The Age of the Informavore
This article is fascinating. It’s an interview with FrankĀ Schirrmacher (who I’d never heard of) discussing the future of our society with regards to:
- how we are changing our information handling thanks to an influx of information
- how what we deem as important information is changing (Twitter being mentioned as the zeitgeist-measuring, and influencing, tool of choice)
- how we are offloading thinking to computers and the internet and what things like iTunes Genius and Amazon’s recommendation engine mean
- how politicians are thinking about Google Page Rank as a political tool
and more.
The part that struck home for me was the discussion of how the technology is flooding us with information and how our brains, as ‘muscles’, are reacting. During the course of reading this article I checked my email twice, my Tumblr Dashboard 5 times and Twitter an embarassing amount more. This constant information-grazing is, he speculates, the reason we/I find it harder now to concentrate on any task than we/I used to and why Twitter, with its tiny information loads, is so popular: small, constant updates have changed how we think and ushered in the advent of TL;DR. We are training ourselves, through our new information tools, to think differently.

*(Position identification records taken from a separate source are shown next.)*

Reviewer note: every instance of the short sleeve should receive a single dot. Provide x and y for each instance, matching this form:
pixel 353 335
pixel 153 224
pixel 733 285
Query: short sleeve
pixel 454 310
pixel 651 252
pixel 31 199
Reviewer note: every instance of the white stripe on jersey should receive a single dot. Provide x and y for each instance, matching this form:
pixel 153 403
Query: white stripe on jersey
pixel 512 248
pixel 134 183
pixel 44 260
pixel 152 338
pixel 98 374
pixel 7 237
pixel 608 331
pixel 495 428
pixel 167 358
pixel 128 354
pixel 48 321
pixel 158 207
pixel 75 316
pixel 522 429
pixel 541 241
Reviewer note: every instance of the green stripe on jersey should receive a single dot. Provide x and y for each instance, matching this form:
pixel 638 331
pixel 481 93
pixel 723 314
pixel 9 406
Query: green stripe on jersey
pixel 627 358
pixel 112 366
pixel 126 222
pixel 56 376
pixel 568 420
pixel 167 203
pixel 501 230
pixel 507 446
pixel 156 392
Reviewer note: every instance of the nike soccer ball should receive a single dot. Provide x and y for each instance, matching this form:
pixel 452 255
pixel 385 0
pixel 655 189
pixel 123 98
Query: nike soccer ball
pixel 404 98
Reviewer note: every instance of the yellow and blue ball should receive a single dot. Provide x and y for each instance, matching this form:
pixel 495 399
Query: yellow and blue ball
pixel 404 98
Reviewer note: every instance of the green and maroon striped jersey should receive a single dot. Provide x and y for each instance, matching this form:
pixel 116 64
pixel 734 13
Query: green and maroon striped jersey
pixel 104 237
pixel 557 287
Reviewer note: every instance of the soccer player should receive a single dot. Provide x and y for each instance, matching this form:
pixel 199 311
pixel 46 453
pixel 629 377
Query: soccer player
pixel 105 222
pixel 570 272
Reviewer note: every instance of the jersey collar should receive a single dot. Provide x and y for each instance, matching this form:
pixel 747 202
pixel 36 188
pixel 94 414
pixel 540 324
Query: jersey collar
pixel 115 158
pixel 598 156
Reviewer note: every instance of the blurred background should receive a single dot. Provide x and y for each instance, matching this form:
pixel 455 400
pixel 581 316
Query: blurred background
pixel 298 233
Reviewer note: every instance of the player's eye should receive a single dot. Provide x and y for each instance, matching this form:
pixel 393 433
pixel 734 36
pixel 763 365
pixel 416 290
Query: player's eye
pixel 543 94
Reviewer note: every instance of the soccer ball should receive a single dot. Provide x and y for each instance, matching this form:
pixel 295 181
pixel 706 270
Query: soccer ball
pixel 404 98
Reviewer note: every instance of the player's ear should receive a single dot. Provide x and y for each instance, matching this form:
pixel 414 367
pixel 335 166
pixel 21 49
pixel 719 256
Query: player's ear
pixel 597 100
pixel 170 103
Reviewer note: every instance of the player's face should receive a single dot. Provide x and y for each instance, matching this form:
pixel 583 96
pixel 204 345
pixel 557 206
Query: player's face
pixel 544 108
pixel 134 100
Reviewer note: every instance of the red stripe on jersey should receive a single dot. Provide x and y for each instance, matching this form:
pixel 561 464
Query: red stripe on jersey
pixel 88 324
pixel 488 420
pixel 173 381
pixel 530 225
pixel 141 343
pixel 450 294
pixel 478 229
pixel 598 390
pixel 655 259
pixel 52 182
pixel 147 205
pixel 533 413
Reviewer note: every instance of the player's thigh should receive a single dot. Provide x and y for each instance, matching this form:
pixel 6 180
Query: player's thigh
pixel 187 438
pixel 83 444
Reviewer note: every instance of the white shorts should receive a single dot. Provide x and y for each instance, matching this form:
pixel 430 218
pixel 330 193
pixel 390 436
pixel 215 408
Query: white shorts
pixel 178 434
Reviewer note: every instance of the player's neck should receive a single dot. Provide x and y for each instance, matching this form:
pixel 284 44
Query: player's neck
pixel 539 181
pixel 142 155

If you like thinking or technology or thinking about how you think, please do read this. It’s transcribed from an interview, which occasionally makes it difficult going, but it’s fascinating simply as idea-fodder.
Also, if you hit the front-page of the site, you can read the reactions by various luminaries in a variety of fields, including Harvard and Yale professors, journalists and technologists.
Holy crap, you guys, Edge is amazing.
(Yes, I originally found it via Boingboing, but the current trend is to dismiss them as popular trash, so I thought I’d chime in here in case you missed it.)